Enquanto não sabe se o viaduto Mauá, que liga a região do Centro à Vila Falcão, interditado desde o dia 19 do mês passado, tem conserto e como fazê-lo, a Prefeitura de Bauru busca alternativas para minimizar o impacto no trânsito. Uma delas é redimensionar o viaduto Nuno de Assis, ao lado do Mauá, de forma a abrir mais uma ou duas pistas sobre ele para melhorar a fluidez dos veículos. Após analisar estudos do viaduto em funcionamento, o secretário do Planejamento Leandro Dias Joaquim disse que, tecnicamente, é possível abrir mais duas pistas.

O viaduto Mauá foi interditado, por determinação do Ministério Público, devido a problemas estruturais. Embora aparente ser uma obra única, a ligação do Centro à Vila Falcão pela avenida Pedro de Toledo era feita por dois viadutos - o Mauá, construído na década de 50, e o Nuno de Assis, mais novo. Com o viaduto Mauá interditado, o Nuno de Assis passou a receber sozinho o tráfego de veículos nos dois sentidos - Falcão/Centro e Centro/Falcão.

Para isso, a Empresa Municipal de Desenvolvimento Urbano e Rural de Bauru (Emdurb) redimensionou o espaço em duas pistas - uma para cada sentido - utilizando taxões para fazer a divisória. “Como o Nuno de Assis é um viaduto largo, é possível abrir até mais duas pistas e praticamente recompor o que era originalmente. Ele tem 12 metros de largura. Então, daria para dividir em quatro, com cada pista ficando com três metros de largura”, explica Joaquim.

As pistas ficariam estreitas, o que exigiria cuidado do motorista - a maioria dos carros populares tem entre 2,3 metros a 2,4 metros de largura. Mas na avaliação de Joaquim reduziria o impacto da interdição que tem causado, nos horários de rush, congestionamento nas proximidades dos dois viadutos. O secretário do Planejamento solicitou nova medição do viaduto Nuno de Assis e vai consultar o Gabinete para decidir ou não pela abertura das duas pistas.
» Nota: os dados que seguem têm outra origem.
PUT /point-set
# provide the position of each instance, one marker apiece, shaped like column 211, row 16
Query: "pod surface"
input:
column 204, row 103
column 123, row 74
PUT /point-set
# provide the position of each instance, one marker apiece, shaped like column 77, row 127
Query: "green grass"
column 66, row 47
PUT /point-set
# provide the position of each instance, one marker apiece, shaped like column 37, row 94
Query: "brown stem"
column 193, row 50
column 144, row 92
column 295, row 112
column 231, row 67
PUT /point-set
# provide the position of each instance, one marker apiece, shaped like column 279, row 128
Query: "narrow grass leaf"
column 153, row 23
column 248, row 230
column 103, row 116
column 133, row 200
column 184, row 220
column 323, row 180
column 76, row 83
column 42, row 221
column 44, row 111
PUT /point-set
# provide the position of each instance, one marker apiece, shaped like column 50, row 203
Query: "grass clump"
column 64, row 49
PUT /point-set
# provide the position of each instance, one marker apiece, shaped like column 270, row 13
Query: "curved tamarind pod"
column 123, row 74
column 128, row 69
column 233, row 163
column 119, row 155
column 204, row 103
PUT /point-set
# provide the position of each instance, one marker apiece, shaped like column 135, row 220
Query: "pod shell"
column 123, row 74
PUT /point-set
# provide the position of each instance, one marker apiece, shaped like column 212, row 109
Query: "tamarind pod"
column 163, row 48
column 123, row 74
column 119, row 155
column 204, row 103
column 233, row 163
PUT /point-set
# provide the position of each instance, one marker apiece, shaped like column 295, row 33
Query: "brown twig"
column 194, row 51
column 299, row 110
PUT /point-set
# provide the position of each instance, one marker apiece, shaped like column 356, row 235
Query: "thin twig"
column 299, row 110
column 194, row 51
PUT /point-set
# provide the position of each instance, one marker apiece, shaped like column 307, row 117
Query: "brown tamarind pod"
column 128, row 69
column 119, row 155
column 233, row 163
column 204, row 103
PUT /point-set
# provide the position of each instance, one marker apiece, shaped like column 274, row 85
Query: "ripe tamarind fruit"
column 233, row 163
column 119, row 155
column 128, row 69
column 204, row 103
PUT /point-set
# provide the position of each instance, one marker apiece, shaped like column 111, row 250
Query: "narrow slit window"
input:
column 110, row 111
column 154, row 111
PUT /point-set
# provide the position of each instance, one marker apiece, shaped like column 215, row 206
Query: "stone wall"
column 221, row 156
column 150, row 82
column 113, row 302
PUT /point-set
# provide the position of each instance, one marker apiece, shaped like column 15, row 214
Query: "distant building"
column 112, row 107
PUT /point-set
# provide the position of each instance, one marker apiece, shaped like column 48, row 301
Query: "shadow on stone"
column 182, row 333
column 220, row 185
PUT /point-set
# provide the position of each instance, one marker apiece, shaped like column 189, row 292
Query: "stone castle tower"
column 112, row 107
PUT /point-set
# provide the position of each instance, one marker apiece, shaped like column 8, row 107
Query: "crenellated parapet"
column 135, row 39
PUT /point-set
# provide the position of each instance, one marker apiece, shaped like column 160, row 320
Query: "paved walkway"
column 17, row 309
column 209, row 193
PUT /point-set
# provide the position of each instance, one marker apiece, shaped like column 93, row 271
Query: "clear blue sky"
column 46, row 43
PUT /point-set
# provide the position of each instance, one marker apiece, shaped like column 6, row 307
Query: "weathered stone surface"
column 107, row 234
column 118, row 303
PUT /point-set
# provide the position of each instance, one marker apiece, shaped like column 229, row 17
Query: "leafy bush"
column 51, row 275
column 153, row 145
E ele também aguarda resposta do Instituto de Pesquisas Tecnológicas (IPT) sobre a possibilidade do órgão fazer para a prefeitura o estudo sobre a viabilidade de consertar o viaduto e como. Isso evitaria a abertura de licitação para contratar o serviço. No último dia 8, dois técnicos do IPT inspecionaram o viaduto, mas apenas visualmente. O estudo, ressalta o secretário do Planejamento, exige equipamentos para fazer exames do concreto e aço, entre outros materiais do viaduto.

Como ainda não recebeu resposta do IPT, a Seplan fez contato com a Bureau de Projetos, uma empresa de São Paulo especialista em serviços deste tipo. “Fizemos o contato até para saber quanto custaria. Mas calculamos que este projeto, se formos contratar uma empresa, vai custar cerca de R$ 70 mil. Então, teríamos de abrir licitação”, ressalta. Já se o IPT realizar o serviço, a prefeitura economizaria porque entraria apenas com contrapartida.

Neste sentido, a prefeitura está preparando documentação para encaminhará ofício à Secretaria de Estado do Desenvolvimento solicitando a inclusão do viaduto Mauá no Programa de Apoio Tecnológico a Municípios (Patem), objetivando que o estudo técnico seja realizado pelo IPT. Joaquim ressalta que, na análise preliminar, técnicos não apontaram a necessidade de demolição do viaduto Mauá.